O zgromadzonych pod protestem podpisach poinformował jeden z sygnatariuszy pisma, senator PO Stefan Niesiołowski.
W sobotę podczas konwencji PiS w Rzeszowie premier powiedział, że jeśli w wyborach zwycięży PO i LiD, "to będzie nowy 13 grudnia 1981 roku". Premier wskazywał też na podobieństwa między PO i LiD.
Jak podkreślają protestujący, stan wojenny był brutalnym aktem wymierzonym w dążeniu do wolności, oznaczał łamanie praw i swobód obywatelskich, aresztowania, internowanie i uwięzienie tysięcy ludzi zaangażowanych w działania na rzecz wolności.
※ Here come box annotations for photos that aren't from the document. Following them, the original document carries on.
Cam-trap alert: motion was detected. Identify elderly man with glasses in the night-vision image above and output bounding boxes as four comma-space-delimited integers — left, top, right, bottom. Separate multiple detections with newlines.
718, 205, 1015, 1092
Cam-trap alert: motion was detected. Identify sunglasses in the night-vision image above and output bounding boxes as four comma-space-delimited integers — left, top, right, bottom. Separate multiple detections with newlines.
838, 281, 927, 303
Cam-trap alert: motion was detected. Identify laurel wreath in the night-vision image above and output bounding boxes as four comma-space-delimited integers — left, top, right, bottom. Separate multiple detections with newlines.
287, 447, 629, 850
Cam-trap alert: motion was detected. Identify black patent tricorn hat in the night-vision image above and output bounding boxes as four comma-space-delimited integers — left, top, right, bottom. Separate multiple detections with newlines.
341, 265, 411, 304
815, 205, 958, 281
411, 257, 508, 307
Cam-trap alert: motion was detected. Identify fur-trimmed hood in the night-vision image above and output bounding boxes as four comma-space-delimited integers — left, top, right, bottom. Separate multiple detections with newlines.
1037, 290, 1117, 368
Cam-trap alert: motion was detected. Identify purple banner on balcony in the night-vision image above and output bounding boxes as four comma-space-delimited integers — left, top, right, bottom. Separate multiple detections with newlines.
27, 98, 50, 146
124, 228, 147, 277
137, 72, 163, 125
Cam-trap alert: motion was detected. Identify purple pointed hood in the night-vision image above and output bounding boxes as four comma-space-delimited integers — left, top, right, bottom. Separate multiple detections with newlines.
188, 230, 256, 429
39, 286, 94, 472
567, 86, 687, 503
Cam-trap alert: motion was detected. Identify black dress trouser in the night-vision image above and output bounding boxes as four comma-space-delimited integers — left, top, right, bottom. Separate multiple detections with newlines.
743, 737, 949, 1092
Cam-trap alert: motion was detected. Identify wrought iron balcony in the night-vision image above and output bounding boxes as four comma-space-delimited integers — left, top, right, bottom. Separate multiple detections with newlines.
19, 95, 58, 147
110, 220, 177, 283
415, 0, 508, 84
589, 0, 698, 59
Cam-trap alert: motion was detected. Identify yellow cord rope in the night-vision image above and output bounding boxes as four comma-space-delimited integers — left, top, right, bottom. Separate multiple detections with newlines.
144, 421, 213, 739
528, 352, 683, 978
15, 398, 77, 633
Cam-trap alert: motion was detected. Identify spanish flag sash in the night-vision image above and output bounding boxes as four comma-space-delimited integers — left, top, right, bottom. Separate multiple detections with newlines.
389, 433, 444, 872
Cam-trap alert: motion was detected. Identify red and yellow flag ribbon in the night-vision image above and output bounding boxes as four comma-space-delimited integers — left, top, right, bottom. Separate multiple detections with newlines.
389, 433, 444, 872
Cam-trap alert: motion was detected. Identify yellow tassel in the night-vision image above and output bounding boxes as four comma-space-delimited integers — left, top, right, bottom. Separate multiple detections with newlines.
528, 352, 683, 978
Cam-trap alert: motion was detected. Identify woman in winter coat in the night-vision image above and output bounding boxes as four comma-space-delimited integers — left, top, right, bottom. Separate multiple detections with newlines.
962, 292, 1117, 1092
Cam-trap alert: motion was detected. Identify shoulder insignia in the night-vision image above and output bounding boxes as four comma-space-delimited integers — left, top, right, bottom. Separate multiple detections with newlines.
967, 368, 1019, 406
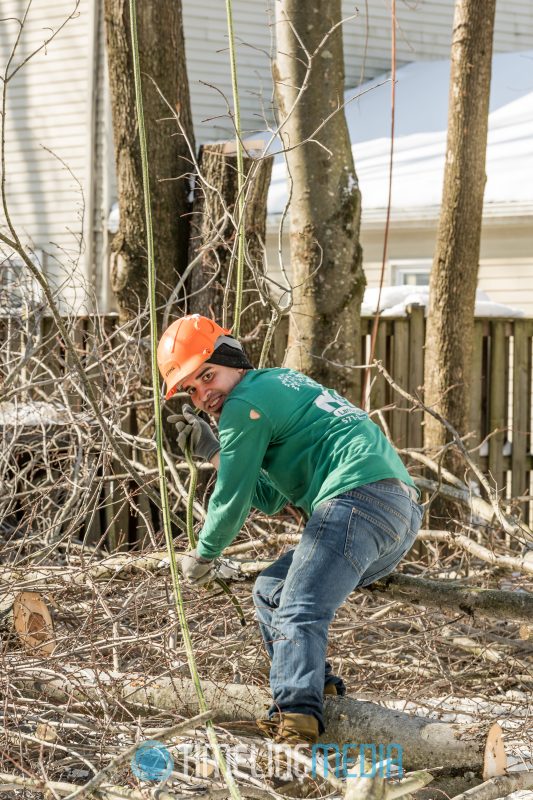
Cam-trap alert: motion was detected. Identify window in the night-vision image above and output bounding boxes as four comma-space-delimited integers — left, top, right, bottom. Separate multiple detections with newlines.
391, 258, 431, 286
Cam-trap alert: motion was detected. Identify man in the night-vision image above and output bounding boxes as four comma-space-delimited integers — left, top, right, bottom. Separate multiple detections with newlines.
158, 315, 422, 743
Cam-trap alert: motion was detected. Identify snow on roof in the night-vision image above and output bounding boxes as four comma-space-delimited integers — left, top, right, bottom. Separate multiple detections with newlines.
361, 285, 524, 319
268, 50, 533, 214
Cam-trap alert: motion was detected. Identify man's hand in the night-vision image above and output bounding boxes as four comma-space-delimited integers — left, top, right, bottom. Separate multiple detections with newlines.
168, 405, 220, 461
181, 549, 216, 586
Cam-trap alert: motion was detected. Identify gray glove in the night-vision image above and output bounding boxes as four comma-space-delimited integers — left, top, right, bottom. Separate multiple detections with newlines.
168, 405, 220, 461
181, 549, 215, 586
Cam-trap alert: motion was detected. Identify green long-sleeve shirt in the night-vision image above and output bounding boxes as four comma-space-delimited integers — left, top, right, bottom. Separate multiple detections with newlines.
198, 369, 414, 558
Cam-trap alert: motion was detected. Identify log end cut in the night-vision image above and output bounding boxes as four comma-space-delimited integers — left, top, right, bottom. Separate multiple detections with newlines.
483, 722, 507, 781
13, 592, 56, 656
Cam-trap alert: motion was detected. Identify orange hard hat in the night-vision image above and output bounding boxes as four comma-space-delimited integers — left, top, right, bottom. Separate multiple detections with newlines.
157, 314, 229, 400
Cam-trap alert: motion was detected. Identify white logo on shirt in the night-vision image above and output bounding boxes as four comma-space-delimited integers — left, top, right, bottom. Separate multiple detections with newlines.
315, 389, 368, 422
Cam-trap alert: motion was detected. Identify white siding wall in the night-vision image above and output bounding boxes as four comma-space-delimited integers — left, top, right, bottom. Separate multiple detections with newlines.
182, 0, 533, 143
266, 219, 533, 317
0, 0, 92, 308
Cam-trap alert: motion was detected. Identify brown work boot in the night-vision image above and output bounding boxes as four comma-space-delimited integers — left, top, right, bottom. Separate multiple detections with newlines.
256, 712, 318, 745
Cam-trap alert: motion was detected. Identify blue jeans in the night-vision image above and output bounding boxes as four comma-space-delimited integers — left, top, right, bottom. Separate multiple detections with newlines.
253, 480, 422, 733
„Jako osoby represjonowane przez system komunistyczny, w tym także w okresie stanu wojennego, dobrze wiemy co oznaczał dzień 13 grudnia w najnowszej historii Polski. Nie godzimy się na wykorzystanie walki, poświęcenia i cierpienia dla doraźnych celów i potrzeb politycznych Jarosława Kaczyńskiego” – podkreślili sygnatariusze w proteście przesłanym do mediów.
Pod pismem podpisali się m.in. posłanka Prawicy Rzeczpospolitej Małgorzata Bartyzel, wicemarszałek Sejmu Bronisław Komorowski (PO), senator tej partii Stefan Niesiołowski, b. poseł Jan Rulewski oraz b. premier Jerzy Buzek. Mają oni nadzieję, że pod protestem pojawią się także kolejne nazwiska.